Вот что легло на лист бумаги. С легкостью. Ни слова о розах, но множество слов о лесе. Словно именно они вертелись на языке, точнее — на сердце, словно лес легче описать потому, что эта любовь так очевидно перемежается с ненавистью. Розы я видел иначе, они оставались благодарным объектом безоговорочного восхваления, по-своему недостижимым. Но мороз и град, ржавчина и плесень могли все переменить.
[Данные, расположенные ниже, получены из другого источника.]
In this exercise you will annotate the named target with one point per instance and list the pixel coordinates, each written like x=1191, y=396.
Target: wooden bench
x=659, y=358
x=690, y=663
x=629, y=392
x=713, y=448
Итак, начало. Аромат. Молчание. Важнейшие из ряда обстоятельств, благодаря которым стало возможно возвращение к событиям двадцатипятилетней давности, когда я бродил по квартире на Хурнсгатан, задернув плотные шторы. Появившись в квартире, Мод вторглась в мою жизнь, вторглась в мой мир, раздвинула плотные занавески, впустив свет и воздух в квартиру, которую ей взбрело в голову назвать «зловещей». Пока я пытался вызвать в памяти ощущение открытого окна и шумной улицы летним вечером двадцать пять лет назад, дуновение теплого ветра, овеявшего усталое, небритое лицо и заставившего трепетать пятисотстраничную стопку бумаги, ящик моего стола был открыт — ящик, в котором за годы скопилось множество бумаг. Письма Малу, письма Мод, кассета с «My Funny Valentine», рождественские открытки, записи бесед, анкета, пьеса, отчет секретной службы и прочие мелочи вроде старого спичечного коробка со звездами и наклеенными пайетками, призванными превратить коробок в нечто иное, в шкатулку с таблетками для успокоения души. Все это оказалось в столе, там и должно было оставаться до выяснения обстоятельств.
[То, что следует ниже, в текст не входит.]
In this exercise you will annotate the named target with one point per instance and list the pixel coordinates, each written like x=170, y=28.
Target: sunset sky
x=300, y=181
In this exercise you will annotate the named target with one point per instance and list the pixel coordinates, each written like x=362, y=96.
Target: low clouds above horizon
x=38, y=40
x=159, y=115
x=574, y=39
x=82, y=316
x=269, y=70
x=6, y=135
Разумеется, и на этот раз Посланник оказался прав. Я не смог остаться в стороне. Это было бы слишком явным протестом — упрямо и упорно отрицать истинность его высказывания, осознавая свою неправоту. Может быть, таково и было его намерение — опередить меня, лишив удовольствия разместить историю там, где почва хуже всего. Я был вынужден ее рассказать, равно как и посадить розу, подаренную Посланником, именно там, где указал он. Она стояла в картонном футляре в холле. Я отнес ее в сад, взял лучшую лопату и отправился к розарию, красной его части. Там сделал несколько взмахов лопатой, земля была хорошо подготовлена. В такой могло вырасти что угодно. «Fleur de mal» попал на благодатную почву.
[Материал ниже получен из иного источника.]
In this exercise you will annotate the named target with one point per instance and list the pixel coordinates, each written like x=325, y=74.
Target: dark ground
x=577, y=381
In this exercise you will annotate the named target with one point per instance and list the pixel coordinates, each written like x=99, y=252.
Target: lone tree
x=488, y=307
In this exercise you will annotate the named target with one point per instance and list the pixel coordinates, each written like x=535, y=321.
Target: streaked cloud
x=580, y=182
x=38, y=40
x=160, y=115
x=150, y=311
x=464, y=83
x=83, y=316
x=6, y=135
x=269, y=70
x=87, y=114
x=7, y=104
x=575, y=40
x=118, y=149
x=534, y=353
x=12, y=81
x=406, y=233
Я отправился в теплицу за лейкой. Воздух застоялся, хоть окна и были открыты. Некоторое время я стоял, оглядываясь по сторонам, во всех направлениях, словно по старой привычке искать снайперский прицел — которая, однако, так и не заставила меня принять меры: я мог покрасить оконные стекла известкой, чтобы затруднить обзор предполагаемому преступнику, но не сделал этого. По ходу повествования это чувство становилось слабее — или, во всяком случае, менялось и в конце концов перестало пугать. Сегодня оно внушает не больше страха, чем отблеск в стекле или отражение.
Там, за окном, маячил выдуманный, сочиненный, навязанный мне человек, нерожденный, лишенный возможности жить, галлюцинация, но настолько навязчивая и властная, что настоящие люди рядом с ней становились сомнительными чужаками. Он, шагающий рядом со мной, одна из вершин незавершенного треугольника, существования которого нельзя было допустить даже в виде идеи. Мучительный и почти разрушительный образ, который напоминал о себе, как только я проявлял интерес к кому-то другому, ревнивый и бдительный фантом, такой упрямый и назойливый, что он почти сросся со мной, как и Мод, — возможностью, тайным резервом, обещанием.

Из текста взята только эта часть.